Views: 176 Author: Jiawei Huang Publish Time: 2025-11-10 Origin: Site
In industrial robots, including welding robots, a coordinate axis usually corresponds to one degree of freedom (DOF) — that is, one independent movement that can be either rotational (revolute joint) or linear (prismatic joint). By combining multiple axes, a robot can position its end effector (the welding torch) anywhere in space and orient it as needed.
The motion of the robot is typically described in several coordinate systems:
• Joint Coordinate System: Each axis or joint has its own rotational or translational position value.
• Cartesian (World) Coordinate System: Describes the end-effector position along X, Y, and Z directions, relative to the robot’s base or workspace origin.
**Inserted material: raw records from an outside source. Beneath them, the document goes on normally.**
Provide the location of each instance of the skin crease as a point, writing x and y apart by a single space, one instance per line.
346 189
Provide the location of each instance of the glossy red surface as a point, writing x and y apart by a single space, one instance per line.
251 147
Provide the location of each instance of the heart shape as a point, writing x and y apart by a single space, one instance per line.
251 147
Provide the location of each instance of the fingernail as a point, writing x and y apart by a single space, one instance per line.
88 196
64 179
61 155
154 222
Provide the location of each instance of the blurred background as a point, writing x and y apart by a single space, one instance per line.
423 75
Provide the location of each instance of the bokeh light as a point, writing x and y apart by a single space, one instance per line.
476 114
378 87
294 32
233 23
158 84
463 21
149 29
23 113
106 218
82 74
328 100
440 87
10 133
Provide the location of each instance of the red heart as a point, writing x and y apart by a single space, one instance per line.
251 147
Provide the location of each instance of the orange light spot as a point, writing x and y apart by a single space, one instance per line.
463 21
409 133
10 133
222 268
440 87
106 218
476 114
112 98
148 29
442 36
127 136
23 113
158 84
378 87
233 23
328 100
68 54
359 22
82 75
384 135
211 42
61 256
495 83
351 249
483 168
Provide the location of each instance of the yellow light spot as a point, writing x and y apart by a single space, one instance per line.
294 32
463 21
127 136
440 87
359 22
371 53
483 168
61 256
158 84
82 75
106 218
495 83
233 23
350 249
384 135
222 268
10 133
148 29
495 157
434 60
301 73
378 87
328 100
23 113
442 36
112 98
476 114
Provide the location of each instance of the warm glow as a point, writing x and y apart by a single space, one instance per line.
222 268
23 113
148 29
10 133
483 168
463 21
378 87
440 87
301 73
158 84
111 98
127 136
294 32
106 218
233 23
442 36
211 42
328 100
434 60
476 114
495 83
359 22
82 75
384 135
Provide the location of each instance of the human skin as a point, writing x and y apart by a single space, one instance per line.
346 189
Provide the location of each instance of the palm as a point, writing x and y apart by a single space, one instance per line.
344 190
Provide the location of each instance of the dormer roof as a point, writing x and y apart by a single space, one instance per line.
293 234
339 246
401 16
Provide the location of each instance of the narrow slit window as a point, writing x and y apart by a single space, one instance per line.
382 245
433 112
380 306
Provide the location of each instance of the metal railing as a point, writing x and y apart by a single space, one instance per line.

• Tool Coordinate System (TCP): Defined relative to the welding torch, describing the torch tip’s position and orientation in space.
• User or Workpiece Coordinate System: Defined based on a specific workpiece or fixture, making programming and positioning easier.
Each axis can be viewed as a controlled joint or an additional motion unit (such as a turntable, linear rail, or positioner).
In most welding robots, a 6-axis configuration (6 DOF) is standard, often extended with additional external axes (e.g., torch rotation, positioner, or track) to form 7-, 8-, or even higher-DOF systems.
For example, some advanced systems integrate a six-axis robot with two positioners, creating an eight-axis linked welding platform for complex structures (Metals, MDPI, 2025).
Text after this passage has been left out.